Pour démontrer l’insuffisance du traitement des formes figées dans ces ouvrages, nous utiliserons comme preuve à l’appui le traitement des LVS qui constituent notre inventaire dans deux dictionnaires bilingues espagnol-français/français-espagnol : El Gran Diccionario Larousse bilingüe dans son édition de 1999 et El Gran Diccionario Espasa dans son édition de 2000.

Nous avons vérifié la présence des LVS espagnoles de notre inventaire, dont le verbe commence par les lettres A, B ou C, c’est-à-dire 149 formes, dans ces deux dictionnaires bilingues. De ces 149 LVS, 61 LVS (qui équivalent à 41 %) apparaissent dans le LARBI et 34 (qui équivalent à 23 %) apparaissent dans le GDE. Finalement, de ces 149 LVS, seulement 18, c’est-à-dire 12 %, apparaissent à la fois dans les deux dictionnaires bilingues.

Les résultats de cette recherche nous montrent clairement que la proportion des LVS qui apparaissent dans les deux dictionnaires bilingues analysés est nettement insuffisante.
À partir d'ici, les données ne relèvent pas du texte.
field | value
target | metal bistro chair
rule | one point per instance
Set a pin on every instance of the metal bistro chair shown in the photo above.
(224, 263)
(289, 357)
Nous pouvons comprendre l’absence de certaines formes[10] :

  • trop orales, voire vulgaires, elles sont cependant utilisées couramment : Callarse como un muerto = (se taire comme un mort), callarse como una puta = (se taire comme une pute), cagarse en los muertos de = (chier sur les morts de qq’un), etc.

  • elles commencent à être incomprises parce que les références culturelles et les pratiques sociales, voire religieuses, sont en train de changer : adorar el becerro de oro = (adorer le veau d’or), cumplir con [la parroquia, con la iglesia]= (satisfaire aux préceptes religieux).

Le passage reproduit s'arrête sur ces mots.